Web Content Migration
Migration Tools and Techniques
by Reza Haniph
14-Apr-2004

The emergence of web content migration as a specialty discipline
may come as a surprise to many readers. It's rarely mentioned by CMS software
vendors, and typically shows up as one or two sub-bullets on an RFP. After
all, how hard can it be to move your legacy content into your new CMS?
How Hard Can it Be?
When it comes to content, appearances can be deceiving. Most content is riddled with errors, especially in markup, but modern web browers are very forgiving. Web content leads a double life. From the outside, the look and feel is crisp and polished. But under the surface, we find code mingling with carefully crafted prose, navigational structures intertwined with script logic fed to the browser, and spacer elements introduced as visual artifices. All of this can become a jumbled mess.
Let's take a simple example, a page from the NASA site: mars rover news.
- Deciding what's "presentation" and what's "content" is difficult. Do you leave or extract the "NASA News" logo? What about the legal disclaimer? Or the link to the text-only version of the content? There are internal and external links on the page. Are some of the internal links changing? Should they be changed when migrated? Do the external links still work?
- Do you keep the contact information? Or will that change dynamically as roles are updated, people are promoted or departments are restructured?
- What are the content elements you need to capture for your CMS? Is the release information needed or is the title sufficient?

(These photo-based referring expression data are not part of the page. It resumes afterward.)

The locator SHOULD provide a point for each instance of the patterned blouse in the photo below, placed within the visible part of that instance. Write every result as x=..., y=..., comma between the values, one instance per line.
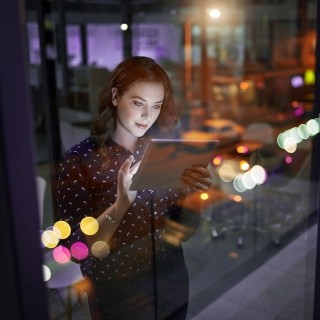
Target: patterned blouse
x=84, y=189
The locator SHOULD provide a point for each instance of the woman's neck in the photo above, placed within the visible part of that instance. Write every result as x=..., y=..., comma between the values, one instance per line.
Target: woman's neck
x=127, y=141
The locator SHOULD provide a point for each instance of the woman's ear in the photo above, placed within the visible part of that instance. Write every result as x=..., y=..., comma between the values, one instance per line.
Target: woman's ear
x=114, y=92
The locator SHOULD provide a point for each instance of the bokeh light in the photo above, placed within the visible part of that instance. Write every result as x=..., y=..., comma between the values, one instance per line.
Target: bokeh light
x=100, y=249
x=217, y=160
x=247, y=181
x=238, y=185
x=290, y=145
x=244, y=165
x=289, y=139
x=46, y=273
x=242, y=149
x=62, y=228
x=226, y=172
x=61, y=254
x=79, y=250
x=214, y=13
x=258, y=174
x=288, y=159
x=49, y=239
x=89, y=226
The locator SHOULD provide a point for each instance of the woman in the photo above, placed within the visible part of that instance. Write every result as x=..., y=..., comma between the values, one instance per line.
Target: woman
x=135, y=262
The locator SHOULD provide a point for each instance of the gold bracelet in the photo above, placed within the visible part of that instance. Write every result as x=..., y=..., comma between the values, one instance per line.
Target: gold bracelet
x=108, y=217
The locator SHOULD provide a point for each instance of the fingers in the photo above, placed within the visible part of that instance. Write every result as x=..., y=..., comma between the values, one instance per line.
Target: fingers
x=134, y=168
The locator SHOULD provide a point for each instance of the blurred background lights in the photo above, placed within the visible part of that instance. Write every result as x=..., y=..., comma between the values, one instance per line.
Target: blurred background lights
x=258, y=174
x=297, y=81
x=226, y=172
x=247, y=181
x=89, y=226
x=309, y=77
x=242, y=149
x=46, y=273
x=303, y=131
x=288, y=160
x=244, y=165
x=289, y=139
x=238, y=185
x=61, y=254
x=214, y=13
x=79, y=250
x=100, y=249
x=290, y=145
x=204, y=196
x=62, y=229
x=217, y=160
x=124, y=27
x=313, y=126
x=49, y=239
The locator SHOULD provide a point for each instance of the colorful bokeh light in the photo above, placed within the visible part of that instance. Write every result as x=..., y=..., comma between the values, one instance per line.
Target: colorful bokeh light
x=79, y=250
x=49, y=239
x=89, y=226
x=100, y=249
x=62, y=228
x=61, y=254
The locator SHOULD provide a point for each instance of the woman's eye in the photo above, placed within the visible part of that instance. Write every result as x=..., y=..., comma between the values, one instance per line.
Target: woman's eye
x=138, y=104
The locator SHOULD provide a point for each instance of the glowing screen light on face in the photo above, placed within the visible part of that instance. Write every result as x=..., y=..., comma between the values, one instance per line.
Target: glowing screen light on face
x=49, y=239
x=89, y=226
x=62, y=229
x=204, y=196
x=79, y=250
x=61, y=254
x=226, y=173
x=46, y=273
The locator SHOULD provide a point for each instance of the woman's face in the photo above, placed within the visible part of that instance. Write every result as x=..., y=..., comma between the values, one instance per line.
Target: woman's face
x=137, y=108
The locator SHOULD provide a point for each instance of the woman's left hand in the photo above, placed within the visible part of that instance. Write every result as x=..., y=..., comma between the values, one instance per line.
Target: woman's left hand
x=197, y=177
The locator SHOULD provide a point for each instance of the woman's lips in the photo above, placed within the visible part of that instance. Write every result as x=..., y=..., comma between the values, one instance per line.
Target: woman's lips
x=142, y=126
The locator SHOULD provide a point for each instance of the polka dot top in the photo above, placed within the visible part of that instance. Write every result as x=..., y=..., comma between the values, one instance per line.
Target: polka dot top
x=85, y=189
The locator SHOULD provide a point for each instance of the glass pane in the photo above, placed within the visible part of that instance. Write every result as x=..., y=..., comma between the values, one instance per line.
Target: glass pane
x=242, y=73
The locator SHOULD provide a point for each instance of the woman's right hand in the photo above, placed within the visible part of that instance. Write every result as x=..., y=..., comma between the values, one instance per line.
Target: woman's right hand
x=125, y=174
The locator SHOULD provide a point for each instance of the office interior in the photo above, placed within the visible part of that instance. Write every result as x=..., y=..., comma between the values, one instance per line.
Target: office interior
x=243, y=71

Do you capture the content as one giant block or will you break it into paragraphs?
- Do you keep the in-line bold formatting? Or will your CMS add the formatting?
- What metadata will you capture for this piece of content? Can you be sure your content contributors and managers will tags your content consistently with metadata when migrating?
- Is the content well-formed (no open tags or incorrect nesting of tags)?
- Although not shown on this simple example, images present an additional layer of complexity. Sometime they come with titles, but this may vary from page to page. Check out this example, also from NASA.

Companies having gone through a complex CMS implementation will tell you: migration is hard. In this article, we've blended the observations of a migration solutions developer and a taxonomy strategist, because it takes a broad skill set to deliver a migration solution. Our viewpoints are based on what we've learned from multiple different companies undergoing migrations in the past two years.
We'll explore two areas in this article that help web content migrations flow better and faster: taxonomies and technology. Taxonomies are very much in vogue now, because of a general realization that they can attach badly-needed importance and relevance to your data, but taxonomies can also help you structure your migration by facilitating the mapping of information from your old information structures to your new site. Technology can help speed up the migration process. Our emphasis will be on the practical: small things that can help your migration in a big way.
A Practical Taxonomy
Taxonomies are inherently critical to successful content management. They define your content and how users will interact with that information. Taxonomies also provide the "hooks" that allow you to easily retrieve the content that will be stored in your CMS.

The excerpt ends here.